An Engineer’s Experience Into Leadership

In the last few months, I have taken additional responsibility at Vuclip in a leadership role (addition to the core engineering work)

I am put in charge of a relatively new area, in a familiar domain. I have been trying to set up, and optimize processes, and getting things done, to provide a smoother experience to everyone involved.

Every single day of this experience has been a huge learning opportunity for me, and here’s an incomplete list of things that I have learned, and how can one optimize for such a role.

I am not claiming that I am perfect (or even good) at what I do, but I am doing an honest attempt to improve it every day — and I am writing this from that experience, as well as observing some of the successful leaders around me.

Note – this experience is related to someone responsible for setting up processes, and getting things done via working with engineers, directly. The list is not on the order of priority.

Get your hands dirty

It is VERY critical to get your hands dirty — for you as a leader, you must have a detailed knowledge of what your team is doing (or supposed to do), and for that, you must dive into it yourself, from your heart, and do it when needed. Unless you understand the fine details of what is happening, and how things happen, how are you supposed to get it done via other people?

This is (unfortunately) typically underrated, although this should be the very first thing that you should start doing when starting your role.

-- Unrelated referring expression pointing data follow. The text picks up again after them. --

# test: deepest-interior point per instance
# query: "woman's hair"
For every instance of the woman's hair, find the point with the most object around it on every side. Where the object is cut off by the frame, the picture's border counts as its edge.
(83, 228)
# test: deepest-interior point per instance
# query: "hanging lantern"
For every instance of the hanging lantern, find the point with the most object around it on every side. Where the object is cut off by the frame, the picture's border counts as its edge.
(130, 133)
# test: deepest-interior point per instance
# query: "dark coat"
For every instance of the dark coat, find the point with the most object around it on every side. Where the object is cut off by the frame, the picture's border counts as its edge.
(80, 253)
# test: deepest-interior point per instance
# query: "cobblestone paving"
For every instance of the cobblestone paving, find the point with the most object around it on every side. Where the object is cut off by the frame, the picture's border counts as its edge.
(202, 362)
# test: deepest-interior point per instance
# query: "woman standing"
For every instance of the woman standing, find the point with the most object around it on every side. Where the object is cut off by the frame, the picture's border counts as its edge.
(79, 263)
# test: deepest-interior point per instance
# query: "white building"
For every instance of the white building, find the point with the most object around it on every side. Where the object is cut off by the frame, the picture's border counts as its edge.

Having good domain knowledge really helps here, and it should be your very first priority to get it.

You must be able to further process whatever comes to you / your team, and add further value to it, and guide it.

Put people first

People are THE most important part of everything! It’s not the systems, it’s not the processes or documents, it’s the people who get things done, put them first! Be it your stakeholder, or be it your team, put people first!

This is very easy to be said than done. Putting people first, and in such case putting “what” people first can be very tricky and very difficult to navigate. Not having people skills should not be an excuse because these, as of any other skill, can be cultivated with honest efforts.

You need to build patience, and ability to be calm, and that can be hard work.

The simplest way to start is being kind, and emphasizing, understanding and trusting people, (part of it will come from understanding yourself and your own cognitive biases).

Almost everyone that you will meet/talk/connects will have some real concern / real thing to be done — otherwise, why would they bother? Understand them.

Optionally, it is always a very good idea to see if you can connect them at a personal level (not too personal — there is a fine distinction).

For me, my vast interests in history, geography, sociology, philosophy (and gaming!) helped me to connect with people across different cultures all over the globe. That helped me to do what I do better.

People WILL make mistakes, YOU will make mistakes, WE ARE People! One key can be — optimizing on avoidance of repetition of mistakes (I say “make new mistakes every time! – that means you are trying something!”) and turnaround time of recovery from that, which brings to the next point –

Optimize

Someone at my org asks me almost every time we meet — “what are you doing differently now”

Answer to that question can be key to this point.

Every time you do anything — ask yourself, is your value-addition accelerating — what I mean is, every time you get some things done, are you adding more value in doing it in SOME way?

Now that optimization can be anything — it can be the time taken, or the quality, or general process improvement, or just the happiness that you gain (or not lose!) when that is done. An engineering mindset can really help here.

Now, this is a REAL hard thing to continually do — and you as a leader this can be the single most valuable thing that you will bring to the table!

Don’t expect others to do this — or keep doing — they might not be able to understand the value — but you — the philosopher leader (derived from Plato’s idea of philosopher-king) must be able to envision that.

Pay it forward

Whatever you are learning — you are doing — envisioning — you must be able to trickle it down to your team. People do observe. Once you set examples (by being one), they will naturally follow the steps — that’s why we have mirror neurons!

At times, you should be able to accelerate this process by doing whatever is necessary — and that can be simple. Just by talking to your team, casually, a lot can be done. Keep it natural!

In the long run, your goal should be to become as irrelevant as possible, in what exactly you are doing right now, by trickling down that to your team, along with your values, so that you can optimize further, in a different (yet complementary) area, and move forward in the vision.

Note – All of this comes purely from my experience and observation, I haven’t taken any education and reading into leadership.

Have you recently taken any such roles? Do share your experiences too!